This is off-topic somewhat, but still highly relevant to the CPA exam. I have been reading (actually an audio book) “Conspiracy of Fools” by Kurt Eichenwald, which gives readers an inside view of what exactly happened at Enron.
I'm halfway through the book (I listen to it at work when I have some spreadsheet maintenance or other brainless tasks to do) and even though I already know what happens and I've already seen the movie “Enron: The Smartest Guys in the Room“, I'm still shocked that Arthur Andersen and the Board of Directors didn't stop Jeff Skilling or Andy Fastow from doing what they did.

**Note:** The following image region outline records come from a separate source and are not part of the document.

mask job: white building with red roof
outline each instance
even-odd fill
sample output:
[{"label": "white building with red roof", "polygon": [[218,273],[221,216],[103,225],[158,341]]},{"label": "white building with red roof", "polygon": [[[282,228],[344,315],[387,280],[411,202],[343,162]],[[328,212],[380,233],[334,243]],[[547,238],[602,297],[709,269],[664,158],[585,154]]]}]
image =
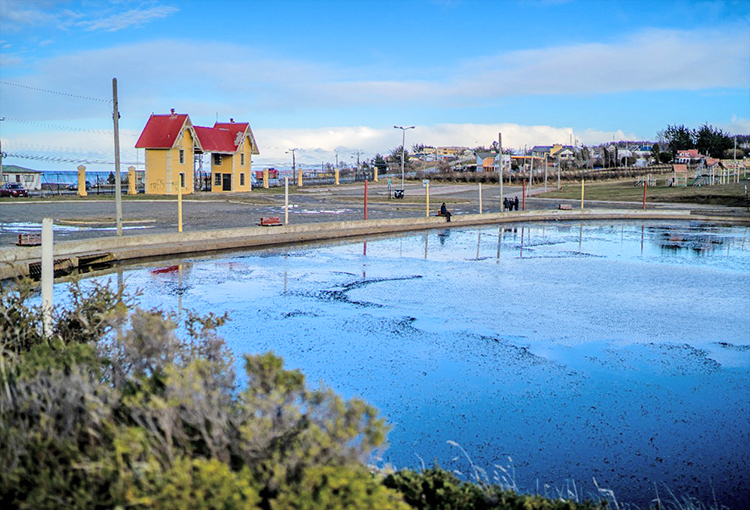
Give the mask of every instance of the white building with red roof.
[{"label": "white building with red roof", "polygon": [[211,154],[211,191],[250,191],[252,155],[259,154],[250,124],[193,126],[186,114],[151,115],[135,144],[146,152],[146,193],[192,193],[195,154]]}]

For the uninitiated into Enron, the things that Enron CFO Andy Fastow did will blow your mind. In the era of Sarbanes-Oxley, it seems like fantasy to think that such a thing could happen, but the book takes you back to pre-Sarbanes where the term “post-Enron” doesn't yet exist.

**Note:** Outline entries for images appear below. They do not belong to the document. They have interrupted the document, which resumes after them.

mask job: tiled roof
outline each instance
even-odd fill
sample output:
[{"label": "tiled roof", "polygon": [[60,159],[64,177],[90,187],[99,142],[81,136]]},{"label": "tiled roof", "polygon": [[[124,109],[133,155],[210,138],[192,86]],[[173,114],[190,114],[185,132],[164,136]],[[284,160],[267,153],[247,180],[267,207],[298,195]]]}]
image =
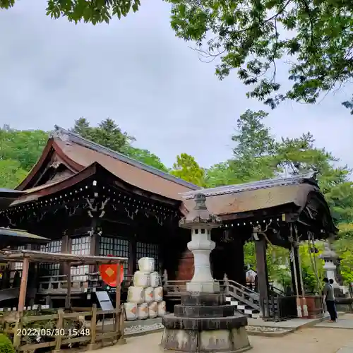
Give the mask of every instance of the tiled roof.
[{"label": "tiled roof", "polygon": [[198,192],[202,192],[206,196],[215,196],[216,195],[226,195],[229,193],[236,193],[251,190],[258,190],[261,189],[272,188],[274,186],[285,186],[287,185],[297,185],[304,182],[309,182],[317,186],[315,179],[316,172],[311,172],[306,174],[292,175],[287,177],[278,177],[258,181],[251,181],[250,183],[239,184],[237,185],[227,185],[225,186],[218,186],[217,188],[203,189],[198,191],[192,191],[180,193],[182,198],[193,198]]},{"label": "tiled roof", "polygon": [[76,163],[87,167],[95,162],[118,178],[146,191],[179,199],[179,193],[199,189],[167,173],[126,157],[68,130],[56,126],[52,133],[64,153]]}]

In short, Enron used mark-to-market accounting in their dealings which should have been a HUGE no-no. They also formed all sorts of limited partnerships and dumped debt out of Enron's books in a string of countless transactions that weren't at arm's-length.
If you have a chance to pick up the book – it's great. If you have never seen “Enron: The Smartest Guys in the Room”, you HAVE to watch it as a CPA candidate. It's very interesting – and very sad (think of the tens of thousands of people who lost their 401(k) and their retirements at Enron).
If you are a Netflix subscriber, you can go online and watch the movie for free. Your local video store should have it too. I've seen it three times now and I still find myself baffled that such a thing was allowed to happen each time I watch it.